Si, donc, le problème apparaît vraiment dans l’acte décisif, il n’en reste pas moins qu’il n’est en rien indépendant des éléments qui ont amené à cet acte, en sorte que le problème s’étend en réalité sur l’ensemble du film. Ces éléments ont donc un rôle crucial à jouer dans la construction du problème. C’est pour cela qu’ils ne doivent pas “symboliser”, “signifier” quelque chose ; qu’ils ne doivent pas être encombrés d’une double lecture, mais qu’ils doivent au contraire avoir leur vie propre, leur autonomie. Car s’ils ont déjà une double signification, c’est que, quelque part, le problème a déjà été résolu, qu’il n’est pas vraiment posé. Si la “Zone” est déjà un symbole de la nature sauvage, de l’absence radicale de toute trace humaine, ou de tout autre symbole (le désert psychologique des personnages, l’expression de leur sentiment de solitude, ou que sais-je encore), alors elle est quelque part détachée du problème qui est à poser, elle ne se pense plus vis-à-vis de celui-ci, et donc elle lui fait perdre de toute son intensité. En revanche, si elle est simplement “la Zone”, c’est-à-dire, ni plus ni moins qu’un endroit créé suite à la chute d’une météorite, et si elle n’est rien d’autre que cela, alors les personnages qui la traversent (et qui ne sont eux aussi rien d’autre que ce qu’ils sont) ne font rien d’autre que voir leur volonté mise à l’épreuve par les dangers auxquels ils sont confrontés. Autrement dit, la Zone, laissée à sa littéralité, permet un déroulement littéral de la narration ; et ainsi, nous arrivons, épurés de toute forme de considérations extrinsèques, au moment décisif du film, qui apparaît par là dans toute sa nudité, dans toute sa littéralité, aussi, dans toute sa crudité. Et c’est précisément pour cela que ce moment nous laisse pantois, transi, fasciné : parce qu’il est transparent, direct, sans fioritures inutiles. On a directement accès au problème posé, qui est, comme on l’a dit, celui du retour des personnages dans le monde humain sans avoir exaucé leur voeu.

Et nous sommes aussi dans une relation d’égal à égal avec Tarkovski lui-même. Parce que ce problème est finalement le sien ; il se pose une question à propos de l’humanité, une question d’une importance telle qu’il en vient à faire un film pour la poser. Il dispose les éléments de son film de façon à construire son problème, de façon à le faire comprendre au spectateur, et, dans le même temps, il se pose ainsi dans une transparence radicale face au spectateur, un dénuement bouleversant de sa personnalité. Ce qui fait que nous avons la même position que Tarkovski face au problème posé : il n’a, pas plus que nous, les réponses à son problème. Et donc, la tentative de chercher des réponses, sera une recherche collective de sens, sans que, ni le spectateur, ni le réalisateur, n’ait un temps d’avance sur la recherche de cette signification.

La différence essentielle entre Tarkovski et Garland, c’est que, quand Tarkovski cherche à poser un problème, Garland, lui, cherche à dissimuler la réponse.

Quel aurait pu être l’acte décisif qui aurait constitué le coeur du problème posé par Garland ? Mettons qu’il réside en ceci : ils se sont retrouvés. Lena et Kane se retrouvent à la fin, au sens fort du terme, c’est-à-dire qu’ils se retrouvent au travers de l’amour. Mettons que ce soit ce moment qui représente le coeur du problème.
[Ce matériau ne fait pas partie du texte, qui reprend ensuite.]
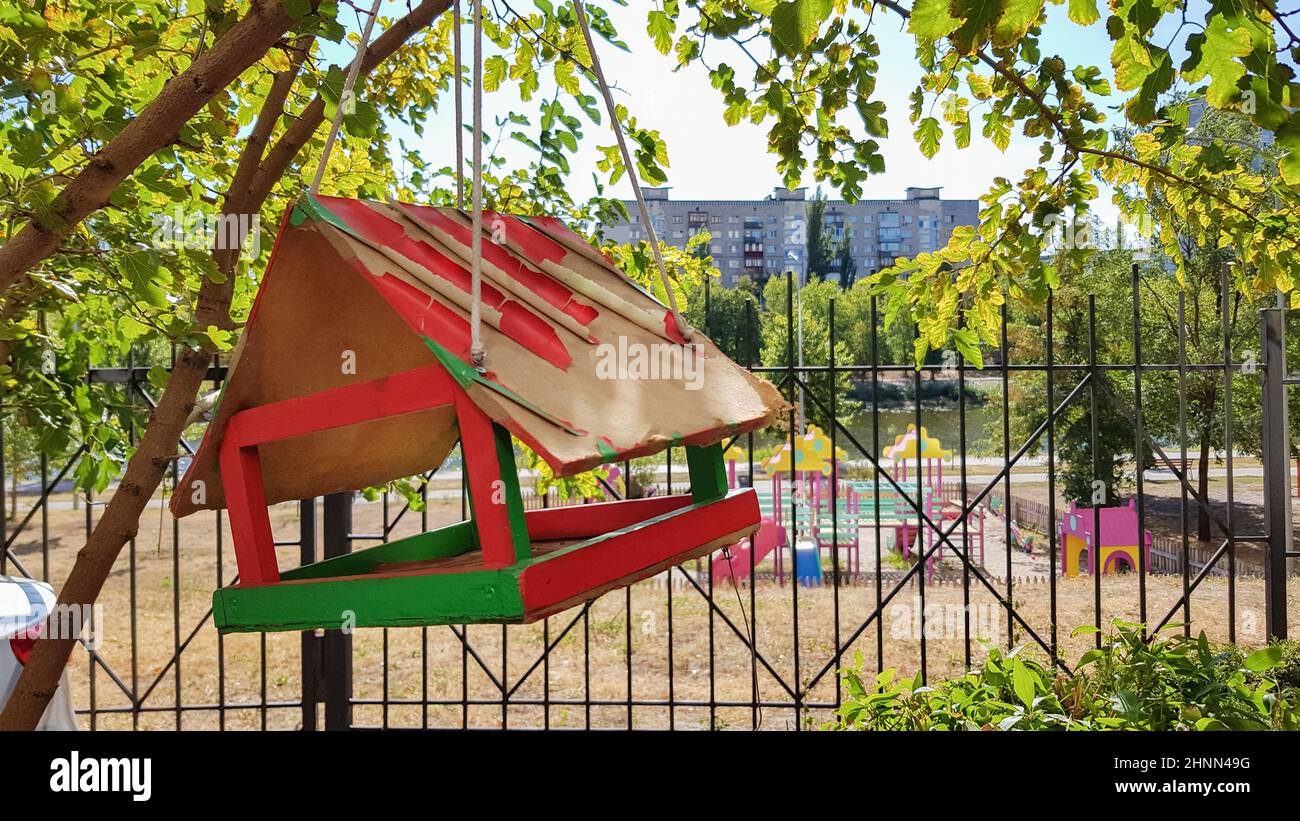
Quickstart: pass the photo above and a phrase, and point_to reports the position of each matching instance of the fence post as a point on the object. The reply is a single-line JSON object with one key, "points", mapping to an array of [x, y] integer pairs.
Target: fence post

“Ils se sont retrouvés” suppose qu’ils se sont perdus : on aurait donc bien eu le thème de la crise de couple, allié à celui de l’auto-destruction : Lena couche avec son collègue sans bien savoir pourquoi, Kane l’apprend, et, peu à peu, le couple se dissout. L’allusion au cancer aurait pu être introduite, mais presque de manière “accidentelle”, comme un fait “objectif” que la mise en scène se contente de constater : Lena est biologiste, et “il se trouve” qu’elle en est venue à étudier le mécanisme du cancer, et voilà ce qu’elle en tire.

Ensuite, “ils se sont retrouvés” suppose aussi qu’ils se sont cherchés : et on a là ce qui fait le fil principal du film ; peut-être même ce qui fait qu’il s’étire autant. C’est que, si l’on veut correctement poser le problème, il faut, encore une fois, l’arracher, et donc, dans la perspective du problème des retrouvailles, le moment de la recherche doit être un moment crucial : que cherche-t-on ? L’autre ? Soi-même ? Un avenir ? Un passé ? Etc. Ces questions doivent être posées, et de ce fait peuvent légitimer, d’une part, le recours aux flashback (cherche-t-on le passé ? Et qu’y trouve-t-on ? Des regrets, des gestes malheureux, un bonheur trop éphémère, etc. Cherche-t-on celui que l’on a connu ? Mais s’il a changé ? Et comment concilier ça avec mes propres changements à moi ? Toutes ces questions visent finalement à poser le pourquoi de la recherche : sait-on vraiment ce que l’on recherche ? Et est-on sûrs de vouloir le trouver ? Dans ce cadre, le recours aux flashbacks est aussi important que les autres personnages qui accompagnent Lena, puisqu’ils représentent également d’autres incarnations de ce questionnement lancinant) ; et, d’autre part, le “miroitement” proprement dit (précisément dans la perspective de ce questionnement lancinant sur l’objet de la recherche : le “a-t-il changé” prend d’autant plus d’ampleur dans ce lieu dont la caractéristique principale, est, justement, de tout changer).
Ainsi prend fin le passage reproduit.